Robinson, Paul via llvm-dev
2020-Jun-15 14:33 UTC
[llvm-dev] FileCheck: using numeric variable defined on same line with caveats
Before addressing the CHECK-NOT case, I’m still unclear about the DAG case.
What should the first DAG line match? The regex matching would first attempt to
match “10 12” but the expression evaluation would fail; so the DAG candidate
wouldn’t match; does this mean the DAG matching does not continue searching, and
the test fails? Or would we restart the search…. where? With “0 12” (skipping
only one character from the previous fail)? In that case it would ultimately
match “12 13” from the first line. Or would it skip the entire previous
candidate, and start searching at “ 13”? In which case it would ultimately
match “10 11” on the second line.
In any case (if the first DAG ultimately matches something), the third DAG line
would match the first previously unmatched text in the DAG search range, which
would be either “10 “ or “10 12 13” from the first line, depending on the answer
to the previous paragraph.
--paulr
From: llvm-dev <llvm-dev-bounces at lists.llvm.org> On Behalf Of James
Henderson via llvm-dev
Sent: Monday, June 15, 2020 4:08 AM
To: Thomas Preud'homme <thomasp at graphcore.ai>
Cc: llvm-dev <llvm-dev at lists.llvm.org>
Subject: Re: [llvm-dev] FileCheck: using numeric variable defined on same line
with caveats
I think I already gave my opinion on one of the previous patches, regarding
CHECK-NOT, which approximately came to the same conclusion as what you've
got here, so +1 from me. I also think the CHECK-DAG example is not one to care
about. It seems to me that there's no guarantee what CHECK-DAG:
[[LINE_AFTER_FOO:.*]] would match, as, if I followed it correctly, CHECK-DAGs
don't have any guarantee of order within a group, so it could match either
the next line after BEGIN, the line after [[#VAR1:]] [[#VAR1+1]] or indeed any
line before END.
James
On Thu, 11 Jun 2020 at 12:29, Thomas Preud'homme via llvm-dev <llvm-dev
at lists.llvm.org<mailto:llvm-dev at lists.llvm.org>> wrote:
Hi,
TL;DR: Is it ok to allow numeric variables used on same line as defined except
for CHECK-NOT and with false negatives?
FileCheck does not currently allow a numeric variable from being used on the
same line they were defined. I have a tentative patch to add that support but it
comes with caveats so before going through review I'd like to get consensus
on whether those caveats are acceptable.
== The problem =
The problem with matching variables defined on the same line is that the
matching is done separately from checking the numeric relation, because numeric
relation cannot be expressed in regex. That is, when matching [[#VAR:]]

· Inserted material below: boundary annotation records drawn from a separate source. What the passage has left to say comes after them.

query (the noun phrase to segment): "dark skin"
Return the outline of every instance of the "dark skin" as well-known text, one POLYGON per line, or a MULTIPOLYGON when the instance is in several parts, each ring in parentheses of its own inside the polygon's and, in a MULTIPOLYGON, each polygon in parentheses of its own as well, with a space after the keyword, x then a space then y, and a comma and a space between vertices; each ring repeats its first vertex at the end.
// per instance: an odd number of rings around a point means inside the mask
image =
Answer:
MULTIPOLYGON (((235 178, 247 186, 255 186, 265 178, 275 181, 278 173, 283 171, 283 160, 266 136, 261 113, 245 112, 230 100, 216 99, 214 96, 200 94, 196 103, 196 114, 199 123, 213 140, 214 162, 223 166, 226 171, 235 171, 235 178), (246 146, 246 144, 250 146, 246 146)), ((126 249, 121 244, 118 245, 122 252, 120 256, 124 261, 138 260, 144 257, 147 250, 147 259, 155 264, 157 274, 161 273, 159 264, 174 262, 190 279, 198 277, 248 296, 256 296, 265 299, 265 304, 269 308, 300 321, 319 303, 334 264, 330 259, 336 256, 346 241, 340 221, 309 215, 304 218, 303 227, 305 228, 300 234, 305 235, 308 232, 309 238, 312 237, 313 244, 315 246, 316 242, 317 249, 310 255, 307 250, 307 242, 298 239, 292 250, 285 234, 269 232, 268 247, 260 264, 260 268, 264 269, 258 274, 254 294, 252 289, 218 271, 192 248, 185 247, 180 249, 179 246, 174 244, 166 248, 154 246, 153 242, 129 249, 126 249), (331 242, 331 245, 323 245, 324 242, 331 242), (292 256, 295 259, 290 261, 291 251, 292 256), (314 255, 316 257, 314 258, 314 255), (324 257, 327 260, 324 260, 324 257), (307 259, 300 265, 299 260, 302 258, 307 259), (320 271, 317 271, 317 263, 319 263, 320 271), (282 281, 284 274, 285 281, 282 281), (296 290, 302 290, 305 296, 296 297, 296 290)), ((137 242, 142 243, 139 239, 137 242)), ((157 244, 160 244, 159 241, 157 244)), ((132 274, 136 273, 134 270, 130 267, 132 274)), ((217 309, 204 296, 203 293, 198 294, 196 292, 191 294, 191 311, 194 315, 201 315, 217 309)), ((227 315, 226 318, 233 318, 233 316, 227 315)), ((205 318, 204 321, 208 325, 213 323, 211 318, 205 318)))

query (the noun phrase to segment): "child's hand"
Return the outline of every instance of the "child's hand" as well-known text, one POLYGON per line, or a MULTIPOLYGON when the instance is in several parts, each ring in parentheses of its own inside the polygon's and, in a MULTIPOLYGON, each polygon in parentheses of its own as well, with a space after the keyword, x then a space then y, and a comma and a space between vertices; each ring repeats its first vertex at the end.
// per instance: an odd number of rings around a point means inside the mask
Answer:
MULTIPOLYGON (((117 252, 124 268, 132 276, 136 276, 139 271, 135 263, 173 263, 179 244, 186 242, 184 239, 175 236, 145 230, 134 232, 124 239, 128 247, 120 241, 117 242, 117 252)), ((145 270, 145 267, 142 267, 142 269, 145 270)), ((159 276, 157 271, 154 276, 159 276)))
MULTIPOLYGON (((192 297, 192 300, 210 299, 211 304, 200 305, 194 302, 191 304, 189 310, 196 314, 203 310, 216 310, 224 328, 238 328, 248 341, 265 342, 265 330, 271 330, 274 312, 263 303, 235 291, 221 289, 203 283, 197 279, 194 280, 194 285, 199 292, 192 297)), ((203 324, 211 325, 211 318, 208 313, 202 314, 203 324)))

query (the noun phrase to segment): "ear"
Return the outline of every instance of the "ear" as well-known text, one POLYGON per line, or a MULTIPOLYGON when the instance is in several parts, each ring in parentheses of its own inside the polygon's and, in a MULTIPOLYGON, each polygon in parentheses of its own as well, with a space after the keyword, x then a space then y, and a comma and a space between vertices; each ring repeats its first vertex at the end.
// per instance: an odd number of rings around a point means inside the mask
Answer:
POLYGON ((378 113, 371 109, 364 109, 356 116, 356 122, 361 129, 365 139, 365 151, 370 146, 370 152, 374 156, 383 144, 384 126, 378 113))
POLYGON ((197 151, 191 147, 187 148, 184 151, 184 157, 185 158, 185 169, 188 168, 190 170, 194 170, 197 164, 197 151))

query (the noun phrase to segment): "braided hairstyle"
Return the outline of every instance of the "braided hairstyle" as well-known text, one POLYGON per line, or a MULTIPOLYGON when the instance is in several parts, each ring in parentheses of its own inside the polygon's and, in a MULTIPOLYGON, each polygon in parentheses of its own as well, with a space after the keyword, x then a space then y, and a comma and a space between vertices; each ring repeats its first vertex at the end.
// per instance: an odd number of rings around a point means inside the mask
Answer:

[[#VAR+1]] FileCheck is first matching the input against ([0-9]+) ([0-9]+) and
then the value of the two captured integer are checked.
This can lead to at times confusing or downward wrong outcomes. Consider the
following input with the CHECK pattern mentioned above:
10 12 13
The regex would match numbers 10 and 12 and fail the CHECK directive despite 12
and 13 verifying the +1 relation. This could happen as a result of a change in
the input after a new commit has landed. In the case of a CHECK directive, it
would make the test regress and a developer would need to tighten the pattern
somehow, for instance by chaning it for [[#VAR:]] [[#VAR+1]]{{$}}. Now in the
context of a CHECK-NOT this could be a change from input 10 12 14 to 10 12 13
and the pattern would still fail to match and thus the test still pass despite
the compiler having regressed.
== Proposed "solution" =
Given the above, we can summarize the risks of supporting numeric expression
using a variable defined on the same line to:
* test regression on positive matching directives (CHECK, CHECK-NEXT, ...)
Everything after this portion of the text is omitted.